Die Tierzüchtung bietet mitsamt den zur Diskussion stehenden neuen Methoden neben ökonomischen Zwecken auch Fortschritte für das Tierwohl. Eine der wichtigsten Anwendungen der molekularen Tierzucht sei dabei die leichtere und sichere Identifizierung von Erbfehlern, betonte Prof. Gottfried Brem vom Institut für Tierzucht und Genetik der Veterinärmedizinischen Universität Wien auf einer Vortragstagung der Deutschen Gesellschaft für Züchtungskunde (DGfZ) in Bonn.
Erstmals in der Geschichte der Tierzucht sei es grundsätzlich möglich, Populationen von bekannten Fehlern zu befreien. „Nutztierzucht ist hier auch proaktiver Tierschutz“, betonte der Forscher. Einen gesellschaftlichen Dialog über die Züchtungsziele regte Prof. Kay-Uwe Götz vom Institut für Tierzucht der Bayerischen Landesanstalt für Landwirtschaft (LfL) an. So sei beispielsweise bei der Züchtung hin zu kürzeren Schwänzen bei Schweinen zur Vermeidung des Schwänzebeißens im Vorfeld abzuklären, ob dies überhaupt gesellschaftlich gewünscht sei.

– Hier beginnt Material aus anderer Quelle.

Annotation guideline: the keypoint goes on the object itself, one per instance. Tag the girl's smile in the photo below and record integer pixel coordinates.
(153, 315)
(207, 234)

Götz stimmte den Berufsstand auf eine „Tierwohlwende“ ein. Diese sei angesichts der Forderungen der Politik, des Umweltschutzes und des Lebensmitteleinzelhandels unausweichlich. Politische Instrumente wie ein Tierwohlförderungsgesetz müssten die unternehmerischen Einschränkungen der Landwirte jedoch abfangen.
Zunehmende Unterstützung bekommen Viehhalter und Züchter auch von technischer Seite. Der Geschäftsführer der Vereinigte Informationssysteme Tierhaltung (vit), Dr. Reinhard Reents, stellte Systeme zum präzisen Monitoring der Tiergesundheit vor. Die Preise für Sensorik im Stall sind nach seinen Angaben in den vergangenen zehn Jahren teils um den Faktor 250 zurückgegangen.
Laut Prof. Wolfgang Büscher vom Institut für Landtechnik an der Universität Bonn helfen die Systeme auch beim Stallmanagement, beispielsweise in Form von Reinigungsrobotern.